ABD’li Büyükelçi Elizabeth, Alula’ya hitaben, “Bu ziyaretiniz çok önemli. Lübnan’a yardım etmek için sizinle birlikte çalışmayı dört gözle bekliyoruz” ifadelerini kullandı. Sözlerini sürdüren Elizabeth, “Sizin icra ettiğiniz misyon çok önemli ve bunu takdir ediyoruz. Gelecekte yapacak çok şeyimiz olacak” dedi.
ABD’li büyükelçinin bu ifadeleri, Arapların ve uluslararası toplumun Suudi Arabistan’ın rolüne verdiği önemi yansıtıyor. Batılı elçiler, Suudi Arabistan’ın Beyrut Büyükelçisi Velid El-Buhari ile de görüşmek istiyor.
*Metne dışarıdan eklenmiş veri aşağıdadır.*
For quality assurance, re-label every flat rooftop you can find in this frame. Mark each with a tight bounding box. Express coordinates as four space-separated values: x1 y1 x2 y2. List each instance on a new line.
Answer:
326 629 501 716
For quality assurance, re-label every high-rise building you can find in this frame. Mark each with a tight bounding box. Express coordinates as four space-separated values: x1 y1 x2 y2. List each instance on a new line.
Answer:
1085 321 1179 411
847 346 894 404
Buhari, önümüzdeki Pazartesi günü BAE’li ve İngiliz mevkidaşı ile bir araya gelerek, Lübnan hükümetinin kurulmasının ardından gündeme gelen belirli dosyaları görüşecek. Beyrut’taki Arap diplomatik kaynaklar, Şarku’l Avsat’a yaptığı açıklamada, bu zirve ile birlikte hükümet konusunda bilfiil adım atılacağını söyledi.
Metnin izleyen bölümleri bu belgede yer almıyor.